“But most likely we are the first white people who ever saw them.”

“Don’t let the raft go so quickly, Bob,” cried Carey; “we want to have a long, long look at the things now we have found them. Look, doctor; oh, do look! there was a fish glided by all of a watch-spring blue, with a great bar across it like a gold-fish’s.”

“You are missing those flowers,” said the doctor.

“No, I see them,” cried the boy, with his face close to the water. “Sea anemones; clusters of them like those I’ve seen in Cornwall, only ten times as handsome. Look there, too, lying on the patch of sand there, seven or eight, oh! and there’s one—a five-pointed one, scarlet, crimson, and orange-brown; but they don’t seem to have any feelers.”

“No; those must be star-fish—sea stars.”

“Beautiful,” cried the boy, who was half-wild with excitement. “Oh, what a pity we are going so fast! Look at all this lilac coral; why, there must be miles of it.”

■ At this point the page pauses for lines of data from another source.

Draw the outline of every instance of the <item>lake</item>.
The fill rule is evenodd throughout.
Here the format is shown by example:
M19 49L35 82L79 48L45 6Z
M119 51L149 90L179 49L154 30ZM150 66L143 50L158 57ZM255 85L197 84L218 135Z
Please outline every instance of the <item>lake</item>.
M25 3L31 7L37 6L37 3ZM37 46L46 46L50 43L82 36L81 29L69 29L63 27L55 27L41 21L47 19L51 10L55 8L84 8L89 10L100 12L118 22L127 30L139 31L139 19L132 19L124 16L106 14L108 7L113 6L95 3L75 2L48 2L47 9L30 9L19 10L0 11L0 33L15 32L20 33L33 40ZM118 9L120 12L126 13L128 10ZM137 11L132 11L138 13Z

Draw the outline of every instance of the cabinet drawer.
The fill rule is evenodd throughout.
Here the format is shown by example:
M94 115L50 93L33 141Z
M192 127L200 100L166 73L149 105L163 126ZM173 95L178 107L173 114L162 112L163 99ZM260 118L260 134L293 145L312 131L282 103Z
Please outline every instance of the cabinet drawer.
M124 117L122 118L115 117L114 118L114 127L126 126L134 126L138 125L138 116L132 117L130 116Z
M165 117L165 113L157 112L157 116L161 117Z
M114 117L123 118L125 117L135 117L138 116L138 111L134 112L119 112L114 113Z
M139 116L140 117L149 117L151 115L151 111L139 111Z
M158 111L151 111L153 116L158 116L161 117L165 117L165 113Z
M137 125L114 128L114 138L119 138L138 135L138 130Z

“Hunderds o’ miles, sir,” growled Bostock.

“Yes, it’s very pretty to look at, and if you touch it, it feels soft as jelly outside; but it has a bad way o’ ripping holes in the bottoms of ships. Copper and iron’s nothing to it. Goes right through ’em. Ah! that coral’s sent hunderds o’ fine vessels to the bottom o’ the sea, the sea. ‘And she sank to the bottom o’ the sea.’”

The old sailor broke into song at the end of his remarks, with a portion of a stave of “The Mermaid”; but singing was not his strong point, and he made a noise partaking a good deal of a melodious croak.

“This is a famous region for coral reefs, I suppose, Bostock,” said the doctor.